Crime Library: Criminal Minds and Methods

Belle Gunness

Fire!

Farmhand Joe Maxson's first thought when he awoke that morning of April 28, 1908, was that Belle Gunness was cooking breakfast. That hickory smell that sometimes blended with the cedar wood in the house to give the air a strange, almost pungent aroma. But, the more he lay there, slowly, steadily awakening to his own senses, the quicker he realized that his initial perception had been wrong. What he smelled was charred wood, the sickening breath-consuming, smoky odor of savage fire. He leaped out of bed.

Joe Maxon
Joe Maxon

Something caught his attention outside his window — something drifting by. While his feet maneuvered into a pair of slippers at his bedside, his eyes followed to where a gray cloud of smoke bellowed up from below his windowsill and, caught in a morning breeze, pirouetted like an amoebic ballerina, to dance like the devil before it whooshed out of site. Only to be followed by another signal of smoke; this time blacker and, carrying with it, a stench of hellfire.

Throwing up the window, he popped his head out. From below, from what was the kitchen window of the house, smoke issued in puffing rhythm, accompanied by an intermittent snap of a flame that seemed to be teasing what was left of the white lace curtains. My God, he thought, the house is afire and the inhabitants are asleep!

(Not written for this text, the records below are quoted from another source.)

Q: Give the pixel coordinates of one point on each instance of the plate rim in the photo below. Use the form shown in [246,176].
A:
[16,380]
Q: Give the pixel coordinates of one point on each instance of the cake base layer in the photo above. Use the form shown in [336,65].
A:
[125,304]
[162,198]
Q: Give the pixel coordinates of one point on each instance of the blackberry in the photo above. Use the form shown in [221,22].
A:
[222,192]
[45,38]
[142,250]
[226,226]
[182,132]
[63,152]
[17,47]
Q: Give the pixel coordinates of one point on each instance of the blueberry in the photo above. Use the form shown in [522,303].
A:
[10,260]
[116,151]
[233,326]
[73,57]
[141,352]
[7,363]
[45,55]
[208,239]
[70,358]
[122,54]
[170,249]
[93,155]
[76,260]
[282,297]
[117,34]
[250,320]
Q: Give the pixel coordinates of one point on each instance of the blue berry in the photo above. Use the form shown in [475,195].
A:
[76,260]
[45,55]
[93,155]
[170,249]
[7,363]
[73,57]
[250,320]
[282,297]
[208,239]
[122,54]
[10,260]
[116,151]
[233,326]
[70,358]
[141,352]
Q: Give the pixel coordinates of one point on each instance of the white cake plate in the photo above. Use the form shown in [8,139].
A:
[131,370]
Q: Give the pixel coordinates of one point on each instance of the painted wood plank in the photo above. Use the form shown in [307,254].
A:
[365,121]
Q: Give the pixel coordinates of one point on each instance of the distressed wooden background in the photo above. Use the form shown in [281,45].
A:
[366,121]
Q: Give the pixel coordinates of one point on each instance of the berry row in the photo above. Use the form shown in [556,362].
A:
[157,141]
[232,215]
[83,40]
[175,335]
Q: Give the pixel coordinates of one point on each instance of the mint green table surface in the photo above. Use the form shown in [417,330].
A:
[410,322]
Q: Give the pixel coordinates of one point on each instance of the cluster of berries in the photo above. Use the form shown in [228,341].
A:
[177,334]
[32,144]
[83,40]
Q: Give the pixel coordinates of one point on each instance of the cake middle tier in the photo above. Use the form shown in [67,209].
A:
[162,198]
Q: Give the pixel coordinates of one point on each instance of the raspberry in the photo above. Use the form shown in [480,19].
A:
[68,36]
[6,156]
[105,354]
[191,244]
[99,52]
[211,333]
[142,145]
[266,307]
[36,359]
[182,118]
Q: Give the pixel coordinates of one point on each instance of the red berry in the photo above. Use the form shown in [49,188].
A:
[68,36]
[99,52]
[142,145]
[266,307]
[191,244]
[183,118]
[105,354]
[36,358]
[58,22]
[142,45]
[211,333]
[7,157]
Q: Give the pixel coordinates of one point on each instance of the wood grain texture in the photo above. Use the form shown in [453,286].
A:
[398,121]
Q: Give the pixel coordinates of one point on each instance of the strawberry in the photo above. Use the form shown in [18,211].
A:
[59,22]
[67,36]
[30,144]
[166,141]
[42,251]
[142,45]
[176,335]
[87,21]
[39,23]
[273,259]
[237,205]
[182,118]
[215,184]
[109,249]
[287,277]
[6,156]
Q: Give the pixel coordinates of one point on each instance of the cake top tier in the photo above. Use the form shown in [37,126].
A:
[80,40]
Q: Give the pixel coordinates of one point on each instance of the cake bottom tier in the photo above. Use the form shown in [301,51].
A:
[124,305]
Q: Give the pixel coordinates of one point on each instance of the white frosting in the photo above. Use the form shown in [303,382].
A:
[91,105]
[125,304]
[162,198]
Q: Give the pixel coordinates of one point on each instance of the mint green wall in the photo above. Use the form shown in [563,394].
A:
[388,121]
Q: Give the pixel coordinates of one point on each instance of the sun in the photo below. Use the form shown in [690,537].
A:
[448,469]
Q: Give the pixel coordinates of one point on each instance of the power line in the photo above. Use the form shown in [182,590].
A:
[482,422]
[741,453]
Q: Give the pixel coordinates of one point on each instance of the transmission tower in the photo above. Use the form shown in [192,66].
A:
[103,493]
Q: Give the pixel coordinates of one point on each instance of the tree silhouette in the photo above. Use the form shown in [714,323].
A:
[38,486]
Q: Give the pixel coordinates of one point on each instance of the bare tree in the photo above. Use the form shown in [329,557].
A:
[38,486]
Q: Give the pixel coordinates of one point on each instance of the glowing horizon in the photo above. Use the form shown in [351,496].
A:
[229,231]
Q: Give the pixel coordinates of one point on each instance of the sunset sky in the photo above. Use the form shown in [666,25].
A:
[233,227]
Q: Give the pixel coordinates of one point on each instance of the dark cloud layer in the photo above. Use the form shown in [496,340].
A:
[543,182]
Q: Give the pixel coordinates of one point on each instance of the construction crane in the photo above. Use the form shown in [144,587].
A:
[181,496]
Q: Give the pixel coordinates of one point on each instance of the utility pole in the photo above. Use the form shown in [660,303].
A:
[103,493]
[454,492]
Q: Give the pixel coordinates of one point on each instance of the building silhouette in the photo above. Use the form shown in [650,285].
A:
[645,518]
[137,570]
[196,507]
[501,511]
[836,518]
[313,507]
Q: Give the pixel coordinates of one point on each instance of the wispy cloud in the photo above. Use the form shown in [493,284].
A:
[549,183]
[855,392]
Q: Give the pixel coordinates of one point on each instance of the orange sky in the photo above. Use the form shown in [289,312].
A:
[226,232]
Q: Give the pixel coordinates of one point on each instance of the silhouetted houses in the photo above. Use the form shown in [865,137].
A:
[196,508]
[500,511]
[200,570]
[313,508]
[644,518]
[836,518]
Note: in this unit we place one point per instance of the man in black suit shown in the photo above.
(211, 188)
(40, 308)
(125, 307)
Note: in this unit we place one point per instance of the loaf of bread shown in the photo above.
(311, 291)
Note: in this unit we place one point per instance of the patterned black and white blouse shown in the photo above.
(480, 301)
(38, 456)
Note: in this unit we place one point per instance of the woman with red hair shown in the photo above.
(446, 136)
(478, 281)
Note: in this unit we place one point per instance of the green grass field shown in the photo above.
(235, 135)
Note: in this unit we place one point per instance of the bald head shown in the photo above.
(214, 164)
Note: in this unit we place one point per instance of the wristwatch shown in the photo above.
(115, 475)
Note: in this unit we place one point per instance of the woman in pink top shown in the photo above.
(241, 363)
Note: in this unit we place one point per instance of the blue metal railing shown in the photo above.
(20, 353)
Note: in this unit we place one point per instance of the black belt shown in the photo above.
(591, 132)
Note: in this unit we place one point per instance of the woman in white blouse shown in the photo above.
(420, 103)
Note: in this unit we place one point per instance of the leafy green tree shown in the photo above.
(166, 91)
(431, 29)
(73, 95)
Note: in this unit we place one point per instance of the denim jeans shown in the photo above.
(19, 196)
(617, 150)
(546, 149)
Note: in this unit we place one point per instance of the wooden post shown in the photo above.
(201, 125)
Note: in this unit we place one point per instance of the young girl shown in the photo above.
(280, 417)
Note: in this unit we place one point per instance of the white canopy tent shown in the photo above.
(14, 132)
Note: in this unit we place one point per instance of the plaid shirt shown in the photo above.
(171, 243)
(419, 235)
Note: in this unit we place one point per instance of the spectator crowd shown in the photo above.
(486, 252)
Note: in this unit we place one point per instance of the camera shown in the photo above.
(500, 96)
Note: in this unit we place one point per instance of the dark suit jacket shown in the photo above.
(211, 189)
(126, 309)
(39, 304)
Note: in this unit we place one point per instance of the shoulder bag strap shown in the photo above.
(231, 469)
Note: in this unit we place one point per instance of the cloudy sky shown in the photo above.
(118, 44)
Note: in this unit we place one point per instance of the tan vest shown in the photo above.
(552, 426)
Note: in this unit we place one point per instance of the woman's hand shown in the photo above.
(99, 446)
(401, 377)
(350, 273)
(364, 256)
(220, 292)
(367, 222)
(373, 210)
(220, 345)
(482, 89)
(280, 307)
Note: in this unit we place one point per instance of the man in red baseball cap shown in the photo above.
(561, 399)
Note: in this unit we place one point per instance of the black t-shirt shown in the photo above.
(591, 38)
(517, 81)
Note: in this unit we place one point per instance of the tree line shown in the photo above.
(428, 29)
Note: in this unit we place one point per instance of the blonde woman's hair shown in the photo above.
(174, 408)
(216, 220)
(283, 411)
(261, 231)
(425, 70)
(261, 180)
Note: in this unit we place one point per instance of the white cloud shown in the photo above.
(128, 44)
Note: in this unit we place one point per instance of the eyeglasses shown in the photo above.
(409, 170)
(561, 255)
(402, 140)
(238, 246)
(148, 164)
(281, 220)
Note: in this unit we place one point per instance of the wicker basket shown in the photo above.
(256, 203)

Grabbing a robe from the bedpost to cover his woolen drawers, he simultaneously reached with his free hand for the bedroom doorknob. It was already hot. One hand couldn't budge it, so he tried both hands — to yank the door inward — but it wouldn't yield. The wooden frame had blistered to wedge the door. He banged with his fists upon the thickness of the door — not because he himself was trapped, for he knew he could escape easily enough through the window if need be — but to rouse the sleeping landlady and her children.

Phillip Gunness, victim
Phillip Gunness, victim

"Mrs. Gunness!" he cried, "wake up, fire! Mrs. Gunness! The house is burning! Myrtle! Lucy! Phillip! Fire!" He listened a moment, hoping to hear through the keyhole the family scampering through the hall, alerted to reality. "Mrs. Gunness!" he tried again. "Children!" But, no sound answered him, not even a whimper. His own room was filing with hacking fumes — and he was afraid that, at any moment, the tin of kerosene he had bought yesterday for Widow Gunness, and which she had him put in the kitchen, might explode. He dashed through the smoke, raced down the servants' stairs that led to the kitchen and, groping, somehow found the screen door to the yard beyond.

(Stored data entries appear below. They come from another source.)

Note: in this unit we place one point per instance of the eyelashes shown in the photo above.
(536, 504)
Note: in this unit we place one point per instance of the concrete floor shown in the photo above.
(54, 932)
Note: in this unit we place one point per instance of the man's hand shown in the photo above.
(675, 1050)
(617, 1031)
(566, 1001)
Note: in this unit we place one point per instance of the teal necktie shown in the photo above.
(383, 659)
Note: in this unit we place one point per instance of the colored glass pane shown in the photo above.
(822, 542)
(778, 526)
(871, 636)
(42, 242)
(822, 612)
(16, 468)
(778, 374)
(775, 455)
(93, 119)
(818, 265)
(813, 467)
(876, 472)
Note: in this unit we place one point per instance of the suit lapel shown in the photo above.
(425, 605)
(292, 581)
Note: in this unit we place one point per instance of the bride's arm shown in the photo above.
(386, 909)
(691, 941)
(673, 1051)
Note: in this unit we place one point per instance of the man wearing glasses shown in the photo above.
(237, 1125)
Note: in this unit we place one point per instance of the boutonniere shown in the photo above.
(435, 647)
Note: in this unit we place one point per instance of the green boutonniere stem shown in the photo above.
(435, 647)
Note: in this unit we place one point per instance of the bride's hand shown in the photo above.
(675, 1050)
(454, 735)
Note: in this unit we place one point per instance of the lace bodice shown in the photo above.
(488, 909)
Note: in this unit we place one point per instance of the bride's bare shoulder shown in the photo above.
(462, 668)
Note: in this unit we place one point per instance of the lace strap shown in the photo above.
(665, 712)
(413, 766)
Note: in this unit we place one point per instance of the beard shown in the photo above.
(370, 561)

Myrtle (left) and Lucy Gunness, victims
Myrtle (left) and Lucy Gunness, victims

A golden morning sun was tipping the eastern horizon of Indiana cornfields, unaffected by the unfolding tragedy.

Flailing arms, yelling in panic at the top of his lungs, he circled the house, but found every window lapped by flame, impenetrable. Somewhere inside, he knew, was the senseless Gunness family — trapped by the carnage: Belle, 48, and her three children, Myrtle (11-years-old), Lucy (nine) and Philip (five). Were they already dead, licked by flame? Or were they yet untouched by the fire, but slowly, methodically, lapsing into a coma under asphyxiation of smoke?